D&D standard movement rates have people walking at .13 mph. That's 4% of normal walking speed. At that rate, it would take me ~3 minutes to walk to the next room to get a glass of water (a distance of about 36'). Actual time: 8 seconds. To account for the fact that you're not strolling through the park, I tried walking to the kitchen carefully - checking corners, listening at doorways, inspecting everything on the way, moving on the balls of my feet, etc. etc. and the actual time was 15 seconds.
Recap for Kitchen Trip Experiment:
D&D speed: 3 minutes (120'/turn, .13 mph)
Actual Speed: 8 seconds (2600'/turn, 3.1 mph)
Actual Speed (careful movement): 15 seconds (1400'/turn, 1.6 mph)
D&D exploration rates are TEN TIMES too slow.
Let's add mapping into the mix. I tried walking through the ground floor my house and making a detailed 5' square map of the place (distance covered about the same as the last example). I also did the same walk, but made only a ring-and-spoke map (i.e. corridors are lines, rooms are blobs, scale is not precise):
D&D speed: 3 minutes (120'/turn, .13 mph)
Detailed map: 61s, (350ft/turn, 1/2mph)
Ring-and-spoke map: 12s, (1800ft/turn, 2mph)
As I said in my comment on Eric's post, I think that the character's map would be more like a ring-and-spoke than a detailed scale map. In my mind, the scale map is to give the players and idea of what the space is like. The characters just need to know, "How do I get to the Chamber of 32 Doors? How do I get out again?". If your ideas differ from mine on that, that's fine - use the detailed mapping rate.
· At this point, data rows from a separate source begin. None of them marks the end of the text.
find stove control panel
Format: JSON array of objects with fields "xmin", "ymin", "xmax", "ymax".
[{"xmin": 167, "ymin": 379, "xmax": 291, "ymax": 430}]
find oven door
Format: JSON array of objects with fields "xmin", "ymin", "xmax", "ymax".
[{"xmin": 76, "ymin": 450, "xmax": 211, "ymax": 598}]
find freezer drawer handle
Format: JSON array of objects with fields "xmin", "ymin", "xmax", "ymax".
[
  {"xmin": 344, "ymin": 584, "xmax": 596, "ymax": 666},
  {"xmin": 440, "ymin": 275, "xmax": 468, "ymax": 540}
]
I will also note that, while doing the detailed map, I wasn't good for much else. I wasn't checking corners, I could have walked right by a secret door, or stepped on a pretty obvious pit trap. My assumption here is that there is a party of adventurers, and that they each have a role (point, rearguard, mapper, trap checker). If you're alone in the dungeon, I'd halve that rate (which actually get's back pretty close to the D&D rate). That said, I think mapping is the kind of thing that would get easier with practice. I could see an experienced mapper going up to twice as fast as me, or the same speed, but being twice as careful.
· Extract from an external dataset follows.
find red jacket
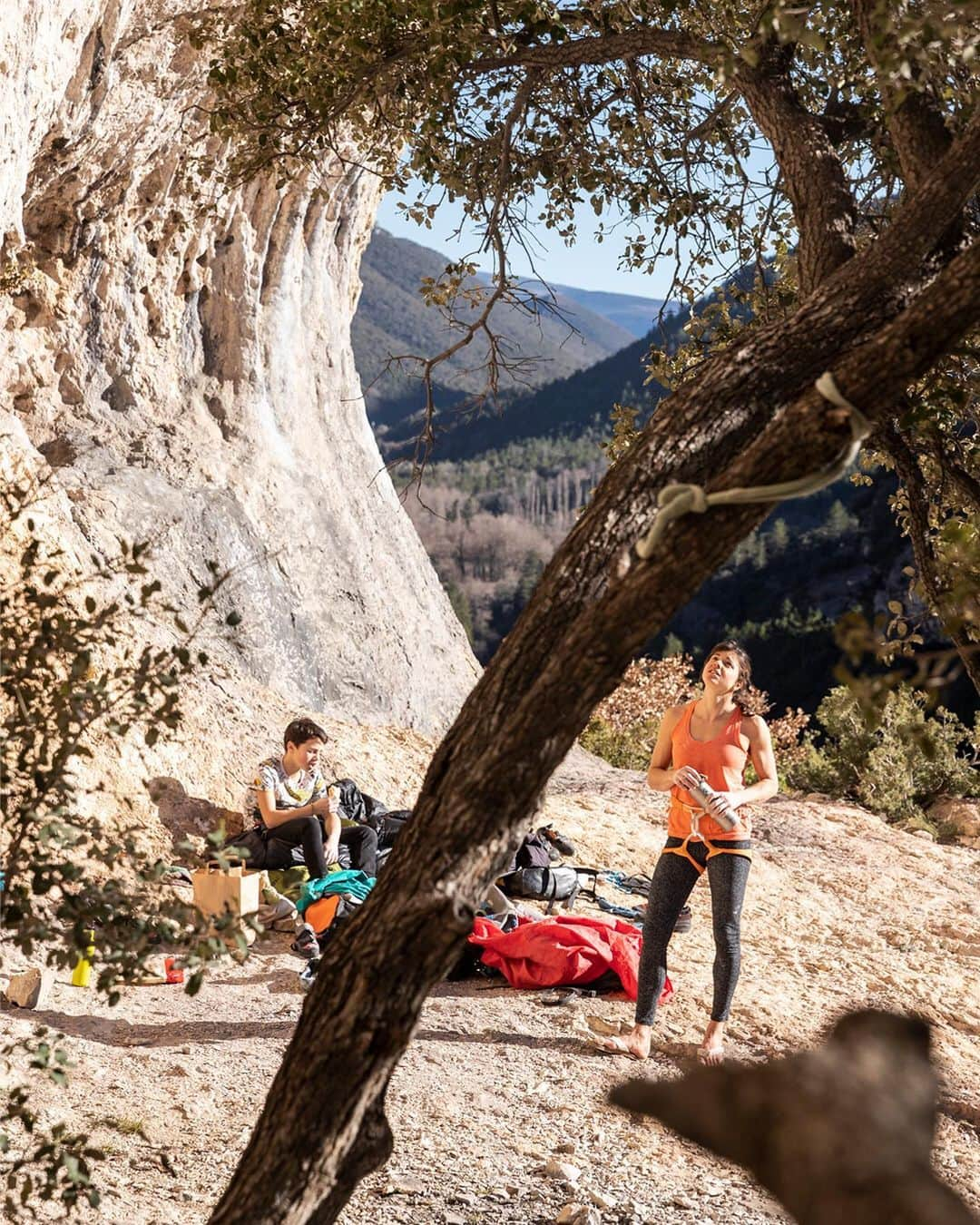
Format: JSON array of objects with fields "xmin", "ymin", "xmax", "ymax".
[{"xmin": 469, "ymin": 915, "xmax": 674, "ymax": 1004}]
This is what I would say for a party of adventurers, under ideal conditions (i.e. decent light source, decent footing):
Base Rate: 2600'/turn
Exploration Rate: 1200'/turn
Detailed Mapping Rate: 600'/turn
Solo Mapping Rate: 300'/turn
Very, Very Careful Rate: 150'/turn
Edit: Eric at The Dragon's Flagon points out that the mapper could simply pace of distances, and remember them until the next time the party halts, and update the map while the party dickers or searches the room. I think that makes a lot of sense, and more or less obviates all but the base rate and the exploration rate.
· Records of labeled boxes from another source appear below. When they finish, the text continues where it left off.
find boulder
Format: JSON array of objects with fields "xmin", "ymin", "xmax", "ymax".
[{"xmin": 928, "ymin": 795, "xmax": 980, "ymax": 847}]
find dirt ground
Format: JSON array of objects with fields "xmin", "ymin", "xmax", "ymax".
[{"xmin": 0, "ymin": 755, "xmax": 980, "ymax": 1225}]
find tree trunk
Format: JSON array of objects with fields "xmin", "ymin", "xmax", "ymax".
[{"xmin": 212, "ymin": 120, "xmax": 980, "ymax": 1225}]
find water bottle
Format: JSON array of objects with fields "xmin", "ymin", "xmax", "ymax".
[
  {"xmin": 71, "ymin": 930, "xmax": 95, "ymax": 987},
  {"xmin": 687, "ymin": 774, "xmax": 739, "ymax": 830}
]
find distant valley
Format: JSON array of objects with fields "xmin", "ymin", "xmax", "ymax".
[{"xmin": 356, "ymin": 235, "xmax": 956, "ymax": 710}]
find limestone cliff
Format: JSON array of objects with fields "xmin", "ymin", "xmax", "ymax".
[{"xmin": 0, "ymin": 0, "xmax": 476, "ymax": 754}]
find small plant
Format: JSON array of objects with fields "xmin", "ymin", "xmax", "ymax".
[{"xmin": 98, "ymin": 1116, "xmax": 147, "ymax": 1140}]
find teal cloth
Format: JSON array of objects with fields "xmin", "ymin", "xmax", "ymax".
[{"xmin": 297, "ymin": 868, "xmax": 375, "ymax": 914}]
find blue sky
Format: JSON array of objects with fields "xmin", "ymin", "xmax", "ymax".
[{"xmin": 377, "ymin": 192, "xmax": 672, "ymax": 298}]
Implications for Resource Management
So a standard torch burns for 3 turns. In normal D&D, that would mean 360' explored. As I see it, that would be good for 3600' explored. For perspective, that's enough to cross ~3 sheets of 5x5 graph paper the narrow way at 10' to the square. For the trip out, where you're just retracing your steps and not mapping, exploring, etc., it might be reasonable to say you could walk at the base rate, which means that 3 torches would get you across SIX pieces of graph paper, there and back, in a straight line.
If you check for wandering monsters, that means you'll be checking once for every ten checks you did under the old movement rules.
As Eric points out, what this adds up to is that it's pretty pointless to track time moving. It just doesn't take enough time to get around to make it worthwhile. Track time in the dungeon spent dickering about deciding what to do, time searching for that gem you know is in that pile of trash, or time spent looting the bodies after a fight. That stuff takes time. I mean, I can spend 10 minutes searching a room in my house for something I know is there.